Case studies and libraries (high-level)

  • CRDT-friendly stacks:

    • Yjs: a popular CRDT library for real-time collaborative editing, supporting rich data types and awareness channels.
    • Automerge: a CRDT library focused on JSON-like documents with a friendly API and offline merge semantics.
  • OT-friendly stacks:

    • ShareDB: a real-time synchronization engine built on OT for JSON documents, with a central server path and reconciling edits.
    • OT.js or similar implementations: research and production-grade OT strategies for various data shapes.

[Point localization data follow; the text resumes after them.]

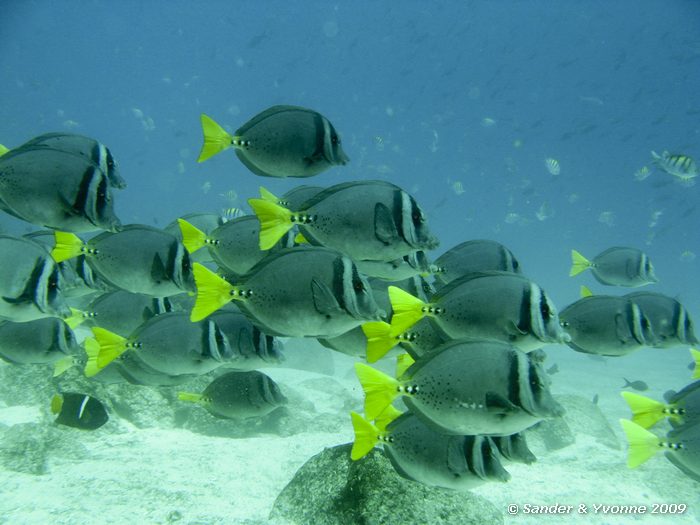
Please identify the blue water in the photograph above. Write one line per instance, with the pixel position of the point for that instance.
(596, 85)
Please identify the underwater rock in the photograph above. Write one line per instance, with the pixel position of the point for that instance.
(585, 417)
(27, 447)
(331, 489)
(552, 434)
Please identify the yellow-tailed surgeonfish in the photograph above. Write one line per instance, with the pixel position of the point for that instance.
(282, 141)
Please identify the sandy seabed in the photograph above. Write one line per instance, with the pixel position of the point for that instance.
(161, 476)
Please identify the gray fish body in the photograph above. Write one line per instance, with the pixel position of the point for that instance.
(254, 348)
(498, 305)
(78, 278)
(236, 247)
(622, 266)
(289, 141)
(307, 291)
(142, 259)
(172, 345)
(606, 325)
(411, 265)
(68, 192)
(367, 220)
(36, 342)
(242, 395)
(685, 454)
(474, 256)
(30, 282)
(670, 321)
(419, 453)
(479, 387)
(123, 312)
(86, 147)
(206, 222)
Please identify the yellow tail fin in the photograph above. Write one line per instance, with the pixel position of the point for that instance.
(408, 310)
(67, 246)
(192, 237)
(578, 263)
(63, 364)
(216, 138)
(213, 292)
(646, 412)
(366, 436)
(642, 443)
(111, 346)
(403, 363)
(275, 221)
(386, 417)
(380, 389)
(380, 339)
(189, 396)
(92, 349)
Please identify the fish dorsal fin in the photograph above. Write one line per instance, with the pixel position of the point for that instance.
(324, 300)
(384, 226)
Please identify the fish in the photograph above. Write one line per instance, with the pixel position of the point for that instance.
(86, 147)
(552, 166)
(678, 165)
(365, 220)
(638, 385)
(123, 312)
(682, 446)
(138, 259)
(606, 325)
(239, 395)
(681, 408)
(467, 387)
(42, 341)
(68, 192)
(233, 245)
(282, 141)
(78, 411)
(306, 291)
(669, 319)
(167, 343)
(617, 266)
(419, 453)
(492, 305)
(474, 256)
(255, 349)
(30, 282)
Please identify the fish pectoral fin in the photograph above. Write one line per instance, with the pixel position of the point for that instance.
(497, 404)
(324, 300)
(384, 226)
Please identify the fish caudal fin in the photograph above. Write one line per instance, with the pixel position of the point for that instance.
(646, 412)
(379, 339)
(403, 363)
(578, 263)
(67, 246)
(380, 389)
(110, 346)
(642, 443)
(216, 138)
(213, 292)
(408, 310)
(190, 397)
(366, 436)
(192, 237)
(275, 221)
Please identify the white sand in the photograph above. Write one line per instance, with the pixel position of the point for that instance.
(142, 475)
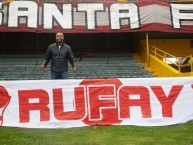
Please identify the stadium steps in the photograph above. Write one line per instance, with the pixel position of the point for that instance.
(111, 66)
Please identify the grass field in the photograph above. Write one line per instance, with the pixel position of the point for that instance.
(181, 134)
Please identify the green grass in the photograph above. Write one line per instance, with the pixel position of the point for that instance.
(181, 134)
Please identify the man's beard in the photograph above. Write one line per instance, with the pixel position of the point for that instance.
(59, 41)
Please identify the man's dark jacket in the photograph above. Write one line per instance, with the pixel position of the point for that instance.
(59, 57)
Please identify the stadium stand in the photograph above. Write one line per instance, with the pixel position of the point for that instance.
(100, 66)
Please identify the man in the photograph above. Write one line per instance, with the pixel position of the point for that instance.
(59, 53)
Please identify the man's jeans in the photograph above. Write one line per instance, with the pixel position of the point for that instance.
(59, 75)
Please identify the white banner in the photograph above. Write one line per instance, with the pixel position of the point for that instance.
(78, 103)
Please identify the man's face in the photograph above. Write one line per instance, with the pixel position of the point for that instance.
(59, 37)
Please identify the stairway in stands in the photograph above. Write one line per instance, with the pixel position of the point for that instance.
(89, 67)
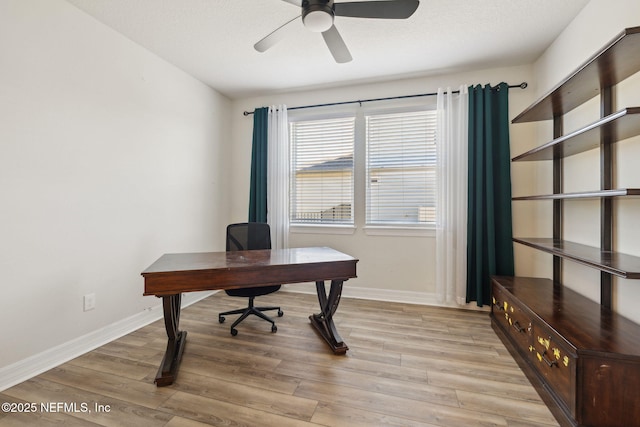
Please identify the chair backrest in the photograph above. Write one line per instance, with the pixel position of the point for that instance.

Note: When evaluating libraries, look for:

  • Maturity and maintenance activity
  • Documentation and example patterns for your data model
  • Memory and performance characteristics under realistic workloads
  • Interoperability with your backend, auth, and persistence layers

Implementation tips and guardrails

  • Start with a small, well-scoped prototype: replicate a simple document editing feature to compare latency, UX, and complexity.
  • Define your data model early: CRDTs shine with structured data types; OT often maps cleanly to text edits but can be extended with care.
  • Plan offline behavior and reconnection flows: ensure your choice supports smooth reconciliation when users go offline and come back online.
  • Establish a clear conflict resolution strategy: even with CRDTs, you’ll need to handle non-conflicting but logically related changes and UI updates.
  • Monitor and instrument: collect metrics on convergence time, message volume, and merge paths to identify bottlenecks.
  • Budget for governance: decide how to handle schema evolution, data retention, and garbage collection for long-lived documents.
  • Consider a hybrid approach: some apps use CRDTs for the core document while keeping OT-like transformable layers for specific features that require strict ordering.

When to choose CRDTs vs OT

  • Choose CRDTs if:

    • Offline support and high availability across distributed clients are priorities.
    • You’re dealing with complex, structured data beyond plain text.
    • You want simpler, local conflict resolution without a heavy central ordering dependency.
  • Choose OT if:

    • Your primary use case is real-time text editing with strong, deterministic history.
    • You have an established server path that can serialize and transform operations predictably.
    • You need mature tooling and patterns for undo/redo and presence with a focus on text.
  • Consider a hybrid approach if:

    • Your app contains both rich structured data and text editing components.
    • You want offline resilience for some parts of the document while preserving strict ordering for others.
    • You already have infrastructure for OT and want to gradually introduce CRDT-based components.

Conclusion

Real-time collaboration in the browser is a multi-faceted challenge. CRDTs offer robust offline capabilities and automatic convergence for complex data, at the cost of managing growth and debugging complexity. OT provides deterministic ordering and strong text editing semantics but can demand more centralized infrastructure and careful reconciliation logic for offline scenarios.

Your best path often comes from aligning the technology with your core data model, offline requirements, and operational realities. Start with a concrete use case, prototype both approaches, measure latency and convergence, and choose the approach that best fits your app’s goals and team capabilities.